Your argument, that if an author would not create a work it would have never existed, is as lame as Jack Valenti's argument that all creative works need proprietary ownership to be preserved. It can be argued that if you did not build up on existing culture, you would have never created your work in the first place. So, you get from public almost fair trade to start with. However, public recognizes necessity to compensate authors, inventors and the like fairly in order to encourage this type of activity. And this is where 'mental property' rights are coming from.
Unfortunately, for practical reasons, monetary value of creative works which are subject of copyright and patent laws may not be easily evaluated. This is the only reason for the 'limited monopoly' bargain, otherwise, public would fairly compensate an author, allienate his/her work and leave to him/her only the honorary attribution.

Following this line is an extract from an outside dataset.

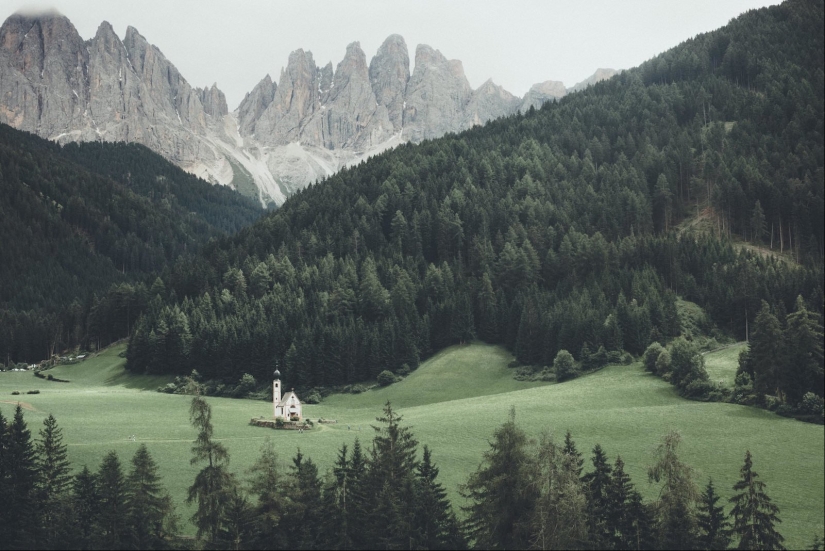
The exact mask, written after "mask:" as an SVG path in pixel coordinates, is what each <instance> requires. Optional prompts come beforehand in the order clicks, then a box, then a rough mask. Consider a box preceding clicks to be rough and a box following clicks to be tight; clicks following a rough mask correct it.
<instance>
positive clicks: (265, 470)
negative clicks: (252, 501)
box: [249, 438, 287, 546]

Thomas Jefferson conceived that 14 years of monopoly is enough for an author to try to profit from their works. And this is under late XVIII- early XIX centuries means of of communication in the United States. In XXI century, when RIAA posesses means of promotion and distribution far beyond XVIII-XIX centuries authors' wildest dreams copyrights should be shorter . And corporate copyrights should be even shorter still.
Since the copyright law arises from the rights the public granted to the authors or their proxies on the condition of fair balance,
the first thing is that the period of a work's copyright protection must be the one, when the work was made accessible to public, because that was a contract at that time and an author knew the terms and still decided to publish. It must not be retroactively extended. This will create fair stability for both the public and the vested interests.
Second, term 'limited times' must be taken not literally but rather practically. It is just unacceptable that 3 generations of the mankind are and being deprived from the rights the previous generations used to have.
Third, pigopolies akin Disney Corporation, RIAA, MPAA, Clear Channel, etc. are unacceptable and must be outlawed as a matter of bargain or, at least, their rights (copy and otherwise) must be adjusted to reflect their ever increasing ability to promote and dissiminate creative works, in order to keep the balance fair.